Why spend NHS money on weight loss surgery?

I listened to a fascinating debate on The Today Programme this morning, about whether NHS resources should be spent on surgery to aid weight loss, for people deemed ‘morbidly obese’.

For these people, who have a BMI of 40 or over, their extra weight is an immediate threat to their health. They are at risk of diabetes, arthritis, heart attacks, cancer and more. They will probably have spent years trying to lose weight through diet and exercise, and be used to failure. It’s very hard to lose weight and keep it off, once you’ve reached that position.

Yes, as John Humphries said, they are in that position because they have eaten too much and taken too little exercise. But let’s have some compassion here. Many morbidly obese people are all but house-bound, with little pleasure in life apart from food. Do we leave them there, and spend NHS money treating their inevitable poor health? Or do we intervene with a treatment we know can work?

Weight loss surgery (called bariatric surgery) is a fast-working, very effective treatment for people with a BMI over 40. It can reverse a diabetes diagnosis, help people lose the weight they need, and keep it off. It can transform lives, and a recent analysis of data showed it adds years of life to the average person having surgery.

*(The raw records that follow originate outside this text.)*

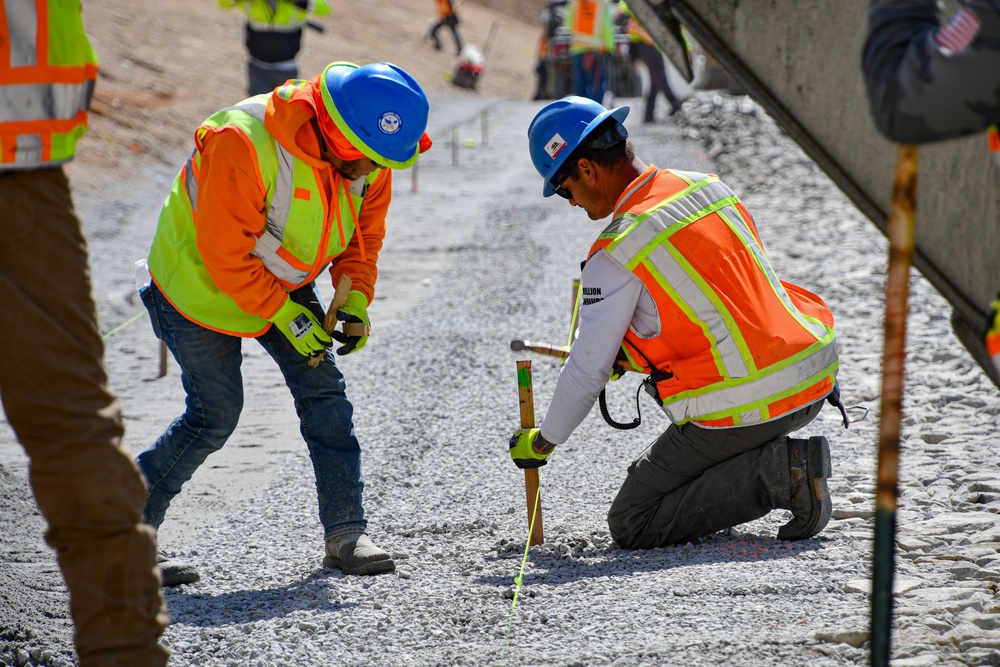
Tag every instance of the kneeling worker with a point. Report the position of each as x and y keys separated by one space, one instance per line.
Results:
x=679 y=288
x=279 y=188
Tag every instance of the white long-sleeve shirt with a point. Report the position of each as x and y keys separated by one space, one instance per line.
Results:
x=612 y=300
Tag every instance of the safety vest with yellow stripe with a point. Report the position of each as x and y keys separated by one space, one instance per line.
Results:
x=589 y=23
x=303 y=232
x=277 y=15
x=736 y=346
x=47 y=70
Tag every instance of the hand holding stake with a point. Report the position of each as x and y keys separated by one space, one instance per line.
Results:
x=532 y=492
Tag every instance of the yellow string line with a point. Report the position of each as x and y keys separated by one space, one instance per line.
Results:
x=520 y=575
x=123 y=325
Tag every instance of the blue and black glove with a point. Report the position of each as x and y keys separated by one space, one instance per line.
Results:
x=301 y=328
x=357 y=326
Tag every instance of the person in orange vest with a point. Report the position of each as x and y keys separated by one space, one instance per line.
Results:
x=592 y=39
x=280 y=188
x=446 y=16
x=678 y=287
x=52 y=375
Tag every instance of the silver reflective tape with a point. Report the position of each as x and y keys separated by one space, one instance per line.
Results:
x=191 y=183
x=773 y=384
x=29 y=153
x=281 y=199
x=22 y=24
x=703 y=309
x=664 y=217
x=43 y=101
x=267 y=249
x=738 y=224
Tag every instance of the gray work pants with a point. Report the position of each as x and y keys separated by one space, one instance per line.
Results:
x=694 y=481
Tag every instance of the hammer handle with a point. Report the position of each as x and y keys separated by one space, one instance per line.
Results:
x=532 y=494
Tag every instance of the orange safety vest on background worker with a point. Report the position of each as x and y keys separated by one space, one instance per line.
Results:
x=736 y=345
x=49 y=76
x=444 y=9
x=312 y=217
x=590 y=26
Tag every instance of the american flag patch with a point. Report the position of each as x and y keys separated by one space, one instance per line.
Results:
x=959 y=33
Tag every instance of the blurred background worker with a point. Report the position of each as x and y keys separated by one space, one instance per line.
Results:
x=446 y=16
x=274 y=38
x=52 y=379
x=678 y=287
x=929 y=82
x=592 y=39
x=642 y=46
x=280 y=188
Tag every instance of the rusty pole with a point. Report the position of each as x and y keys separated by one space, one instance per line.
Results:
x=901 y=233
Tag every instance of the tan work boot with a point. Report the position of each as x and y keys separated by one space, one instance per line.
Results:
x=354 y=553
x=808 y=468
x=175 y=572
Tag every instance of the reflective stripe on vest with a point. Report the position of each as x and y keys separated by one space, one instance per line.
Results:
x=744 y=391
x=269 y=242
x=43 y=102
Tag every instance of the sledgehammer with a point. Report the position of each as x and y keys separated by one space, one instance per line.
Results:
x=330 y=321
x=541 y=348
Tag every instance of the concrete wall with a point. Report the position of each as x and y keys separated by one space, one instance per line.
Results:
x=801 y=60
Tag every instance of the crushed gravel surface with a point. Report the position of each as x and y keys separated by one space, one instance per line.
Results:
x=436 y=400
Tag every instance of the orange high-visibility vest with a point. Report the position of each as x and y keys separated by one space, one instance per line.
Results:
x=736 y=346
x=48 y=70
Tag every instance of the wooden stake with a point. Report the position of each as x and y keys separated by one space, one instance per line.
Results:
x=901 y=231
x=531 y=490
x=330 y=321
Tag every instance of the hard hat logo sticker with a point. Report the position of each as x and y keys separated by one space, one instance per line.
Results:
x=556 y=144
x=390 y=122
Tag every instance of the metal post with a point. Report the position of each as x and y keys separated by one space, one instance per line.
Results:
x=901 y=232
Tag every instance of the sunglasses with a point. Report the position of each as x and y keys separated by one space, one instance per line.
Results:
x=614 y=135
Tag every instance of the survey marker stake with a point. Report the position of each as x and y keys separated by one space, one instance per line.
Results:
x=901 y=230
x=531 y=490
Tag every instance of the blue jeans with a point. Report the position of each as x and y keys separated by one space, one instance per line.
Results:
x=210 y=373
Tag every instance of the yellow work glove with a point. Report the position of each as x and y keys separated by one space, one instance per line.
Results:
x=526 y=451
x=301 y=328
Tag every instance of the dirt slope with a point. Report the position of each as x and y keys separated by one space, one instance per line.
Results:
x=165 y=66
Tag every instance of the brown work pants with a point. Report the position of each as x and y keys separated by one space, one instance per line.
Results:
x=53 y=388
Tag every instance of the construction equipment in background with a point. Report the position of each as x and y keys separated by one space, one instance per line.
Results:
x=800 y=61
x=472 y=61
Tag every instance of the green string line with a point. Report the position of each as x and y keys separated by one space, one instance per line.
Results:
x=123 y=325
x=520 y=575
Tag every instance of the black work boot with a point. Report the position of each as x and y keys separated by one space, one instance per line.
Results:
x=808 y=469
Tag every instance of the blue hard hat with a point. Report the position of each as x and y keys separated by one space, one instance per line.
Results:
x=380 y=108
x=559 y=128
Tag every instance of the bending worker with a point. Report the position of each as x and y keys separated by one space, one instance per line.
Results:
x=680 y=289
x=279 y=188
x=273 y=37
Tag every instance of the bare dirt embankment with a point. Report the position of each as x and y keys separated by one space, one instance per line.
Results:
x=165 y=66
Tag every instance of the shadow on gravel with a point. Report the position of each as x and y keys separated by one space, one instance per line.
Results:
x=557 y=564
x=207 y=610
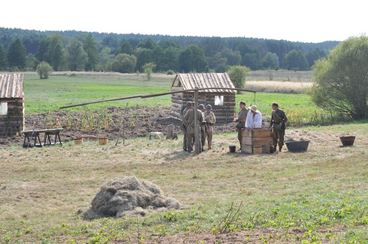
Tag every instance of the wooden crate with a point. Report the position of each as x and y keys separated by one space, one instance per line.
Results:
x=256 y=141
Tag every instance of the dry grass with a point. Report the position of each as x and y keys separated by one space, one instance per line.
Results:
x=42 y=189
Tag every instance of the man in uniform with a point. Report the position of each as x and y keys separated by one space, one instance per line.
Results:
x=278 y=124
x=203 y=126
x=242 y=117
x=210 y=120
x=190 y=128
x=184 y=109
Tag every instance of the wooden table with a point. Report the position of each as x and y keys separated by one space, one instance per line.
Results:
x=32 y=137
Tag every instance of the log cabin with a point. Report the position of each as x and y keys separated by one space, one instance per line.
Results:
x=221 y=99
x=11 y=104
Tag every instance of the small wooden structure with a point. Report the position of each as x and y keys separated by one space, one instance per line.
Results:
x=221 y=99
x=256 y=141
x=11 y=104
x=32 y=137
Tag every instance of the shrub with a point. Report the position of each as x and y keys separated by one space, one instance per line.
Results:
x=341 y=79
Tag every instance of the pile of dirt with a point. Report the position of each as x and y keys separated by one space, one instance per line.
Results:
x=128 y=195
x=113 y=122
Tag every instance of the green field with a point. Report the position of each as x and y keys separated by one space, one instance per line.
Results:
x=49 y=95
x=315 y=197
x=57 y=91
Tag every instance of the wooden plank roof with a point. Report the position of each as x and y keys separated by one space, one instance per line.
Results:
x=11 y=85
x=190 y=81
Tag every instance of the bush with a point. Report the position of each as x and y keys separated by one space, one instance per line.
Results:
x=43 y=70
x=341 y=79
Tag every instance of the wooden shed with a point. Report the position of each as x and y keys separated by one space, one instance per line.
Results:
x=221 y=99
x=11 y=104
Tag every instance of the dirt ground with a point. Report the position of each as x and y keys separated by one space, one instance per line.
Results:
x=43 y=189
x=113 y=123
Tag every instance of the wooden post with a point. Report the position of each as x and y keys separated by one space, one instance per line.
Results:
x=196 y=125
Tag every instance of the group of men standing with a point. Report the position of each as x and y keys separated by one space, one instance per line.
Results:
x=252 y=118
x=206 y=119
x=247 y=118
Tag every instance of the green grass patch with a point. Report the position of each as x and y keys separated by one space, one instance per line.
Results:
x=49 y=95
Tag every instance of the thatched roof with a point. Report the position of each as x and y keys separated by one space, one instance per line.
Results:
x=11 y=85
x=204 y=80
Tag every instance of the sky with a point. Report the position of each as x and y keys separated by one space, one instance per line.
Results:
x=294 y=20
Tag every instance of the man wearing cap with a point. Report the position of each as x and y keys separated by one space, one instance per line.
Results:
x=210 y=120
x=254 y=118
x=183 y=111
x=190 y=128
x=278 y=124
x=203 y=125
x=242 y=117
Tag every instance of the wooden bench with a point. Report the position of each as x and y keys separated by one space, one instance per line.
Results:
x=32 y=137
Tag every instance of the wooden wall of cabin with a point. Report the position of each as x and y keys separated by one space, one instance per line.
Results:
x=224 y=113
x=13 y=122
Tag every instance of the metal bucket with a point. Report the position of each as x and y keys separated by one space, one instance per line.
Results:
x=232 y=149
x=103 y=140
x=78 y=141
x=347 y=140
x=297 y=146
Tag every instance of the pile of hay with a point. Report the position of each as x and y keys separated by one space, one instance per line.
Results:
x=128 y=195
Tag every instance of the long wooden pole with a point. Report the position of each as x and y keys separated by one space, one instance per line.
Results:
x=155 y=95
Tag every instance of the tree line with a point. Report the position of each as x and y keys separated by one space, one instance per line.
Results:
x=78 y=51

Three years, to be precise, for a 42-year-old woman with a BMI of 45 ( the average age and weight of a patient having gastric band surgery). The analysis showed that, for people with a BMI over 40, the majority would gain at least one year of life from surgery. Younger people, women and people with the highest weights had most to gain.

The surgery isn’t risk free, but then no surgery is. The risks of leaving people to struggle with declining health and a miserable quality of life is greater. That’s why NICE, the National Institute for Health and Clinical Excellence, said weight loss surgery should be funded on the NHS for people with a BMI over 40.

John Humphries questioned the morality of treating what could be considered a self-inflicted condition with NHS money. But I would argue that the moral position is clear – an effective treatment is available to relieve serious suffering and extend life. Let’s use it.